If I calculate (within a factor of 2 or so) the number of floating-point operations required to do a 512x512 fft, implement it in CUDA, and time it, it’s taking almost 100 times as long as my estimate. Of course, my estimate does not include operations required to move things around in memory or any other overhead taken care of by cufftExecR2C.
This is JUST for the cufftExecR2C call, it does not include copying data from host to the device or calculating the plan etc.
I am new to CUDA, so please excuse me if this is a tottaly stupid question.
Yes, it is reasonable. This one gets a lot of people. The first CUDA call creates a driver context and binds it to a GPU device, which is a very heavy weight operation. Subsequent calls should be much faster.
Every call exhibits this problem (still not sure it IS a problem). I’m running this in a host thread. At the beginning of the thread function, I allocate all of my memory on the host and device, setup my fft plan, copy my kernel into the device, etc.
Then in each iteration thru the thread loop, I simply copy data from the host to device, call cufftexecr2c() etc.
I don’t free anything up until the thread exits.
So the first call to cufftexecr2c should take the same as all the others, yes?
On my GeForce 9800 GTX this takes around 1 ms for a 512x512. My estimate is around 2.6 MFLOPS. At ~400 GFLOPS/s spec (which I extrapolated from a different set of specs for the ION), this should take around 10 us. I’ve also timed this with a Windows multimedia timer with the same results.
I did a lot of rounding here, but I think the order of magnitude should be close.

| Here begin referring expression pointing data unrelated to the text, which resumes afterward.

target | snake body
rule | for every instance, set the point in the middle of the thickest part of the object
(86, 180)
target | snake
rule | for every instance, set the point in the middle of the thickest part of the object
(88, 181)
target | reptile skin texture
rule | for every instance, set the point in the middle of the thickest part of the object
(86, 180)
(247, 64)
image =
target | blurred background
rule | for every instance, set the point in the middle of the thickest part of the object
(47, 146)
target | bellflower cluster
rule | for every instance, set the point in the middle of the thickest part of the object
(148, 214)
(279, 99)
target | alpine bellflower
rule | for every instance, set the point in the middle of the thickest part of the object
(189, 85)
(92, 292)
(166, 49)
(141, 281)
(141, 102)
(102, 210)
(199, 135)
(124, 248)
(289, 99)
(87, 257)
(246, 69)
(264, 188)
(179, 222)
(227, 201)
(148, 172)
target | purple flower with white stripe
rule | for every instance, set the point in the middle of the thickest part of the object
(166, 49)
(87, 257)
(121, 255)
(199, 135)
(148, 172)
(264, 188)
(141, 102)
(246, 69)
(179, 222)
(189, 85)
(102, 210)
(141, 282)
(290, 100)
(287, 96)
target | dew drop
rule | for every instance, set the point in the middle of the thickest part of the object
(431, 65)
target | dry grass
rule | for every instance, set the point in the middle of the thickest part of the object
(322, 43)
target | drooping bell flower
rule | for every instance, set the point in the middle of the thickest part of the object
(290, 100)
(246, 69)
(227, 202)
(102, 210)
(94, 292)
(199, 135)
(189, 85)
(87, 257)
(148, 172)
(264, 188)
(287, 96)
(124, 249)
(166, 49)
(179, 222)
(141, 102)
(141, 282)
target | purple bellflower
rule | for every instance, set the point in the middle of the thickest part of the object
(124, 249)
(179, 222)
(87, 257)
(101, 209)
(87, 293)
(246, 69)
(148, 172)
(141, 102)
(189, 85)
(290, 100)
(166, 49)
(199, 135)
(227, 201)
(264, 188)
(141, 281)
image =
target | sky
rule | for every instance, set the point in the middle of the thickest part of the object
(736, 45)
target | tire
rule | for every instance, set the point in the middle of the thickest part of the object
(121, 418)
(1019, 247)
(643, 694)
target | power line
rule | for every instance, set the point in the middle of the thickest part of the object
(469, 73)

Shouldn’t this be more like 5 gflops not 2.5 mflops? For a 2D 512x512 fft you have ~NlogN ops (51251218) in ~1 ms = ~5 gflops? That is not as good as a 9800 should be able to do, but it is a bit closer. According to these results, we are missing about a factor of 5x http://www.science.uwaterloo.ca/~hmerz/CUDA_benchFFT/, not 5000x.
Yes, those numbers look right, and agree with ine by 2x (I used 512x512x9). My 2.6 MFLOPS was total operations. Divide by 1ms, gives 2.6 GFLOPS/s.
So even if we go with 5 GFLOPS/s, we’re off by almost 100x, not 5x. I could understand 5x.
Also, as I mentioned in my most previous post, the CUDA SDK example code performs nearly exactly as I would expect. So, my problem definitly has something to do with something else in my code - probably completely unrelated to CUDA.